Holography imaging can recover the three-dimensional information of imaging object [10–13]. The principle of holography is to interfere through two coherent light path, one path as object wave from sample and the other path as reference light from infinity plane wave. The intensity of the interference is recorded by the imaging sensor. The intensity and phase information constitute complete object wave which can be used to realize the reconstruction from defocusing images at different depth. Therefore, it inherently owns the advantage of large DoF. In recent years, learning based holography with large DoF for lensless imaging or phase contrast microscopy have developed [14–18]. However, these approaches were aiming at imaging of those samples with contrast of light scattering. They cannot acquire those biological samples labeled with fluorescent contrast agent. Moreover, these methods normally require transmission mode to maintain high signal-to-noise ratio, since the imaging sensor needs to be close to the imaging object.

To realize the fluorescence holography imaging, many researches proposed different incoherent digital holography technology to achieve three-dimensional (3D) biological imaging with different applications. Ferraro team used Mach–Zehnder interferometer for digital holographic microscopy to track the particles in 3D space [19]. Nobukawa team further extend the DoF based on this system [20]. Quan team proposed off-axis incoherent digital holographic microscopy to achieve 3D stimulation and imaging with single-shot [21]. Rosen team proposed to use the spatial light modulator (SLM) to obtain a non-scanning fluorescence holography microscopy named Fresnel incoherent correlation holography (FINCH) [22–23]. Although these techniques are regarded as incoherent digital holography, they are based on different principles. In addition to the methods mentioned, there is a series of optimization incoherent digital holography systems such as COACH, I-COACH and non-linear correlation methods [24–26] have been developed recently. They adopted coded phase masks (CPM) and a library of point spread holograms (PSHs) of each axial plane. And the images are reconstructed by autocorrelation between image and PSHs. Although the I-COACH and non-linear correlation methods are simple and can realize single shot to reconstruct the image, it is not clear if these methods are suitable for fluorescence imaging of biological samples. Due to the biological fluorescence imaging is always noisy, cross correlation of the object hologram and PSH may magnify the noise level. Moreover, the PSH at each depth must be acquired in advanced for each objective, which made these methods more complicated for biologist.
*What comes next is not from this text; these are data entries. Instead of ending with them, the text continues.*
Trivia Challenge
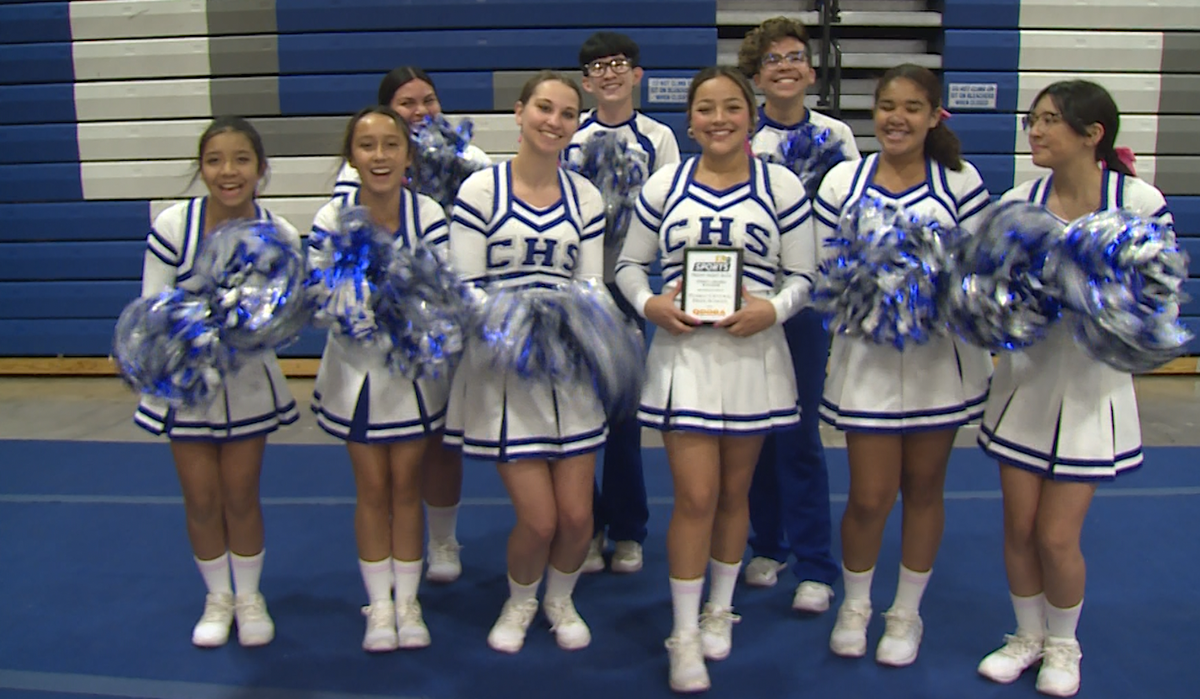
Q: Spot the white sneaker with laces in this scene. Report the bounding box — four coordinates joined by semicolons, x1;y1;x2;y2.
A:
1037;638;1084;697
979;633;1044;685
744;556;787;587
667;631;713;694
792;580;833;614
875;609;925;668
580;533;606;573
487;598;538;653
362;599;400;653
700;602;742;661
396;598;430;649
541;597;592;651
425;539;462;583
234;592;275;646
612;542;643;573
192;592;233;649
829;599;871;658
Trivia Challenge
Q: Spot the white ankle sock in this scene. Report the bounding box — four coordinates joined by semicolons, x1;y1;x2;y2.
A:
1046;599;1084;640
708;558;742;609
229;550;266;596
671;578;704;635
546;566;583;602
509;575;541;602
425;504;458;542
892;563;934;611
1008;592;1046;638
841;563;875;604
192;552;233;595
391;558;424;604
359;558;392;604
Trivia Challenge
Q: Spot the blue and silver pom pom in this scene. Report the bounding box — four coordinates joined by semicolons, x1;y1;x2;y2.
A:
113;289;234;407
568;131;647;250
479;282;646;419
412;114;484;209
307;207;392;343
762;123;846;199
812;196;958;350
374;243;476;380
944;202;1063;352
196;220;311;352
1055;210;1192;372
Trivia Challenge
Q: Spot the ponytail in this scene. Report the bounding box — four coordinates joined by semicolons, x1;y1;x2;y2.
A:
925;120;962;172
1100;147;1138;177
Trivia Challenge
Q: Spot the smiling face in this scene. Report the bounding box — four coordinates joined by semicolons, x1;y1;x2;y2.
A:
754;36;817;102
688;76;752;156
390;79;442;126
516;79;580;157
874;78;940;157
349;114;409;196
200;131;265;209
1024;95;1104;169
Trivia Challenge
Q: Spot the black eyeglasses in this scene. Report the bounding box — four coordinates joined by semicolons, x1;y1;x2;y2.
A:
583;58;634;76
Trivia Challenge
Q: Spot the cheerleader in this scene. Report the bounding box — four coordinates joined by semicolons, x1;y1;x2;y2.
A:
617;67;816;692
738;17;862;614
134;117;300;647
445;71;607;653
814;65;991;667
979;80;1174;697
334;66;492;583
564;31;679;573
310;107;449;652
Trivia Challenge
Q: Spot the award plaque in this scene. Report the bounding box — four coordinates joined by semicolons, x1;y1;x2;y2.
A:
679;247;742;323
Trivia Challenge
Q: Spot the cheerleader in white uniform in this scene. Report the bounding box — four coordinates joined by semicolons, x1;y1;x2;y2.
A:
617;67;816;692
134;117;300;647
445;71;607;653
814;65;991;667
310;107;450;652
334;66;492;583
979;80;1174;697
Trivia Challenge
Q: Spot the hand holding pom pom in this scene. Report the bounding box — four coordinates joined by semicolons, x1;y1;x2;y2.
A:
946;202;1063;351
113;289;233;407
413;114;481;209
568;131;647;250
1055;210;1192;372
479;281;646;419
762;123;846;199
812;196;956;350
196;220;308;352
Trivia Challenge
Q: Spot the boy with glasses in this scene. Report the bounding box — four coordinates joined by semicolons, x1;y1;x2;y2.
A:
563;31;679;573
738;17;862;614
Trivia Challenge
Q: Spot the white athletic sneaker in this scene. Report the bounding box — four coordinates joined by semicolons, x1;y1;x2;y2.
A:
1037;638;1084;697
792;580;833;614
744;556;787;587
487;598;538;653
700;602;742;661
425;539;462;583
362;599;400;653
979;633;1044;685
192;592;233;649
875;609;925;668
234;592;275;646
667;631;713;694
396;598;430;649
829;599;871;658
601;542;642;573
580;533;605;573
541;597;592;651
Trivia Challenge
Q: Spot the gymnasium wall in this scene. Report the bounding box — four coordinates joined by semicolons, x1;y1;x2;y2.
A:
0;0;716;357
942;0;1200;354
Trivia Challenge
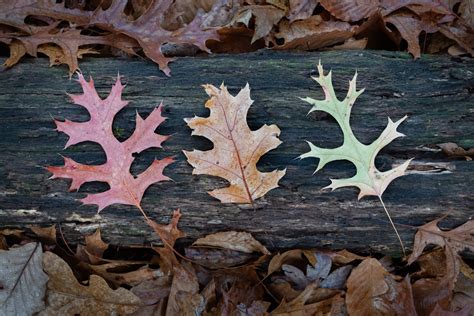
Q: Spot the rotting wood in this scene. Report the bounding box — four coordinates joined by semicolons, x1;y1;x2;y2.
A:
0;51;474;254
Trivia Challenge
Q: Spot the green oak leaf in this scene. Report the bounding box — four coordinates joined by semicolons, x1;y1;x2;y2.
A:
300;62;412;256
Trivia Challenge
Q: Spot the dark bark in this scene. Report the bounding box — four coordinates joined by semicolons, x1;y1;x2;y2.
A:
0;51;474;253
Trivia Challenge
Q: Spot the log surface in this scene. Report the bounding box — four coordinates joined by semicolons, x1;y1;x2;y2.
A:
0;51;474;254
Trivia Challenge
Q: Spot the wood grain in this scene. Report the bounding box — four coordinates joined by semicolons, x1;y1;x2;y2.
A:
0;51;474;254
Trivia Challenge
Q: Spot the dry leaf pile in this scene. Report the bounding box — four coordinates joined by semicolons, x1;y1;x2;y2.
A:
0;211;474;316
0;0;474;75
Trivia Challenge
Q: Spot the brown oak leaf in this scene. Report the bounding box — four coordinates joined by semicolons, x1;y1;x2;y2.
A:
408;218;474;291
47;74;173;212
346;258;416;315
91;0;219;76
184;84;286;204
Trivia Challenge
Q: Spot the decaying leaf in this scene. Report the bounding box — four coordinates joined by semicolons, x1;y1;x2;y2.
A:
3;40;26;68
286;0;318;22
40;252;141;315
274;15;354;50
267;249;316;275
47;73;173;216
147;209;186;275
346;258;416;315
184;84;286;204
91;0;219;75
89;262;164;286
0;0;222;75
0;243;48;315
385;12;439;58
272;292;346;316
320;0;380;22
166;262;205;316
193;231;270;255
408;218;474;291
234;5;285;43
300;63;412;252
FINCH assumes each fluorophore is a point light source that each can be divided into two paths to achieve self-interference by SLM modulation. They follow three reconstruction steps: At first, the intensity image with interference fringes is recorded on the imaging sensor. And the phase information is predicted using a single hologram by deep learning algorithm or demodulated from three images with different phase shifts by physical calculation. Secondly, the distance between different defocus plane and focal plane in the field of view is calculated with the automatic focusing method. At last, each image plane near the focal plane is reconstructed by auto angular spectral propagation (Auto-ASP) to recover defocus images. FINCH itself own a large DoF compared with wide-file microscopy, which has been demonstrated by Brooker team [27]. However, the process of image reconstruction will introduce artifacts to the reconstructed images [28–29]. On one hand, the artifacts come from the twin image that cannot be separated in the frequency spectrum by in-line holography. On the other hand, it is from the Auto-ASP algorithm itself. Although three-step phase shift method can remove most of the twin image, the artifact from Auto-ASP algorithm itself becomes more and more serious along with the increasing of defocusing distance, which seriously degrades the image quality and makes DoF of FINCH far from the theoretical calculation limit.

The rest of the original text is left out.